Kuru ağaçtan tâze hurma
19/08/2023 Cumartesi Köşe yazarı A.U
Resûlullah
Efendimiz, Eshâb-ı kirâm’dan İbni Tîhâ'yı ziyârete gittiler. İbni
Tîhâ, çok sevindi.
Aynı zamanda üzüldü!
Zira ikram edecek bir
şey yoktu evinde. Resûl aleyhisselâm, bahçede kuru bir hurma
ağacı görüp “Şu ağaçtan hurma toplamamıza izin var mıdır?” diye
sordular.
İbni Tîhâ boynunu
büktü:
“O, kuru bir ağaçtır
ya Resûlallah!”
“Olsun, sen biraz su
getir bana!”
“Başüstüne” dedi.
Ve koşup getirdi.
Efendimiz o suyun
birazını içip, kalanını o ağacın dibine döktüler. Kuru ağaç, hurma ile
doldu bir anda.
● ● ●
Yine genç ve yakışıklı
bir Yahudi, Resûlullahın yanına geldi bir gün.

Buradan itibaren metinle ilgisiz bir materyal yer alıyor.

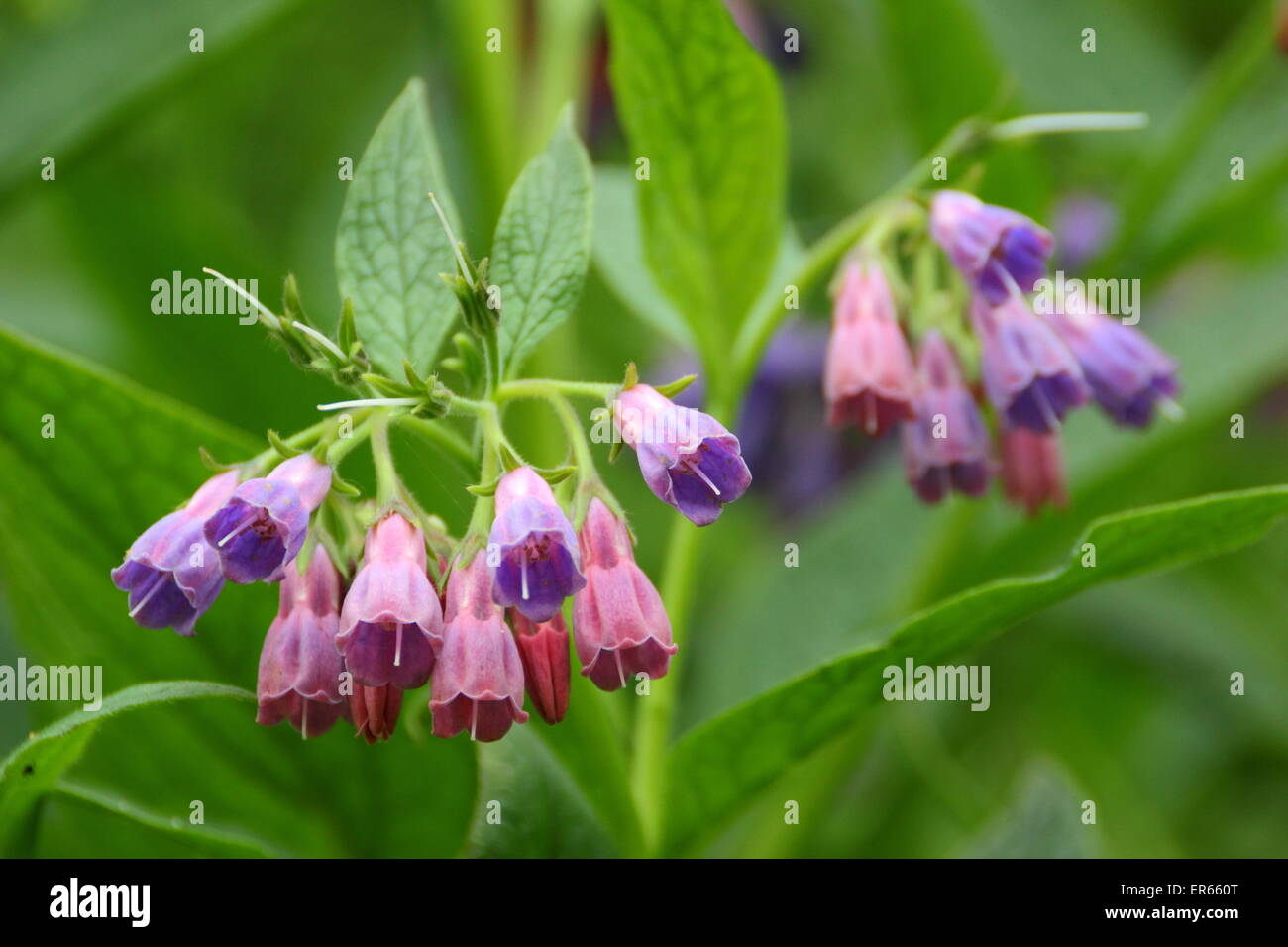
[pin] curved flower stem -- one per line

O esnada Efendimiz, yeni inmiş
bir ayet-i kerîmeyi okudular.
O ayette mealen;
"Müminlere
Cennette huriler verilecek" buyuruluyordu.
O genç bunu duydu.
Ve Efendimize sordu:
“İman edersem bana da
verilir mi?”
“Elbette” buyurdular.
“Sen kefil olur
musun?”
“Olurum, hem de yetmiş
tanesine.”
O anda Müslüman oldu.
Çok geçmeden de öldü.
Efendimiz bu gencin
namazını kılıp kabrine indirdiler. Ama gecikerek çıktılar kabirden. Mübarek
gömleği yırtılmıştı.
Eshâb sordular ki:
“Bu ne hâl ya
Resûlallah?”
Efendimiz;
“Genci kabre
indirince, cennetten yetmiş huri üşüştüler başına. Her
biri “Beni seç”, “Beni seç” diyordu. Büyük izdiham
oldu. Aralarından zor sıyrıldım. Gömleğim de o ara yırtıldı” buyurdular.